Chinese army guards buried him in a shallow unmarked grave, the POWs reported, and the U.S. Army always assumed his remains were still there, the Wichita Eagle reports.

But Pentagon analyst Philip O’Brien, an authority on Korean War soldiers missing in action, thinks Kapaun’s remains were buried in 1954 at Punchbowl along with hundreds of others dug up and returned by the Chinese army.

“My best belief, a presumptive belief, is that we have a good chance, better than even, of having Father Kapaun in possession right now,” O’Brien said.

That statement is significant, said Korean War historian William Latham.

“When Phil says it’s true, it’s true,” Latham said.

Kapaun was awarded the Medal of Honor in April and the Catholic Church is considering him for sainthood for his work with his fellow prisoners.

“It would be great (if his remains were in Hawaii), especially as the church is moving toward canonization,” said Maj. Gen. Donald Rutherford, a Catholic priest who is the Army’s chief of chaplains.

Kapaun and other survivors of the 8th Cavalry were overrun and captured in the November 1950 battle of Unsan in North Korea. They were forced to march north to camps on the border with China.

Of the 4,000 Allied prisoners at a camp in the village of Pyoktong in late 1950 and early 1951, about 1,600 — including Kapaun — died of disease, starvation and exposure.

O’Brien had known for years about stories that said Kapaun’s body was buried in a grave near what Allied prisoners called a “death house,” but he also knew the Chinese army dug up about 560 American bodies in and around the hill where the house stood and sent them back to the United States.
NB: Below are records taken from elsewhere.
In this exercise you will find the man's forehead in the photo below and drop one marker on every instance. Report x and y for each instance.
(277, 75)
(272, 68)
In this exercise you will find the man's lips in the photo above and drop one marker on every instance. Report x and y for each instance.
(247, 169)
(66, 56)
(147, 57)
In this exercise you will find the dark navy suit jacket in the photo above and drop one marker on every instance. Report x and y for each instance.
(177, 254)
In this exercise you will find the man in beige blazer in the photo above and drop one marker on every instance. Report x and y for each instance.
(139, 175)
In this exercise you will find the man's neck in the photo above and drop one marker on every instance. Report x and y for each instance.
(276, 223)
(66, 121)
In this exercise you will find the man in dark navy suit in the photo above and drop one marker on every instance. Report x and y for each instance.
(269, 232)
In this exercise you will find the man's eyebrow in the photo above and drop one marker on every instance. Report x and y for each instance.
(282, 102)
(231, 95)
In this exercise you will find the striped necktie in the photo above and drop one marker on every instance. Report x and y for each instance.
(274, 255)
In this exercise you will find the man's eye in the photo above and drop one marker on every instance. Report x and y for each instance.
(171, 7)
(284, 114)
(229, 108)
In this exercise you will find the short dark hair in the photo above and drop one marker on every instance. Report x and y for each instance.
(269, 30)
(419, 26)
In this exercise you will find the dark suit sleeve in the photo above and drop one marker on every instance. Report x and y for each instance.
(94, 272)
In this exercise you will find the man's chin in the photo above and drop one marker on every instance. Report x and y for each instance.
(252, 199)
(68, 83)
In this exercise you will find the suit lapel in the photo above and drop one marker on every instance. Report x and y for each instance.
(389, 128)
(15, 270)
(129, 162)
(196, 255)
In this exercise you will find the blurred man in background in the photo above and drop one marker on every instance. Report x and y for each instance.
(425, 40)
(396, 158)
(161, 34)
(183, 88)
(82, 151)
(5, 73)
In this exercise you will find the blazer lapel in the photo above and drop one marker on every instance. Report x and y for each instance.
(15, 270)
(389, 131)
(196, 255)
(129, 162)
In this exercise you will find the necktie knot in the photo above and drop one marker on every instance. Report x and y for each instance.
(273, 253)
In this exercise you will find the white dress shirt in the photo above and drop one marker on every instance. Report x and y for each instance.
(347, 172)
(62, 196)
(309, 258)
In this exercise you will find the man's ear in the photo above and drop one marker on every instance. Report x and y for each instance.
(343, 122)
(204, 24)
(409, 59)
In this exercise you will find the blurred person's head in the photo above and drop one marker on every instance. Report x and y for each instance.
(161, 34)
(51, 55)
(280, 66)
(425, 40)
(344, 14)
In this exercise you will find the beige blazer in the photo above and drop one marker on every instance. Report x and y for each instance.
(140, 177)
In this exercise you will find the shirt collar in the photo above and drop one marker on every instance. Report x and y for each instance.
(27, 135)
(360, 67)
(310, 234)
O’Brien, 66, a retired Air Force captain, works for the Defense Prisoner of War/Missing Personnel Office, based at the Pentagon. The office coordinates with civilian and military people around the world to find and return the remains of 83,000 missing Americans lost in many wars. They also collect data and stories.

“I have always felt like we owe it to those men we lost to preserve their stories,” O’Brien said.

The Rev. John Hotze, the Wichita Diocese priest in charge of the Kapaun sainthood investigation for the Vatican, said that if Kapaun’s remains are found the church would step in immediately to protect them from theft, relic hunters or any harm.

According to Gene Castagnetti, cemetery director, 810 unknowns are buried at Punchbowl from the Korean War.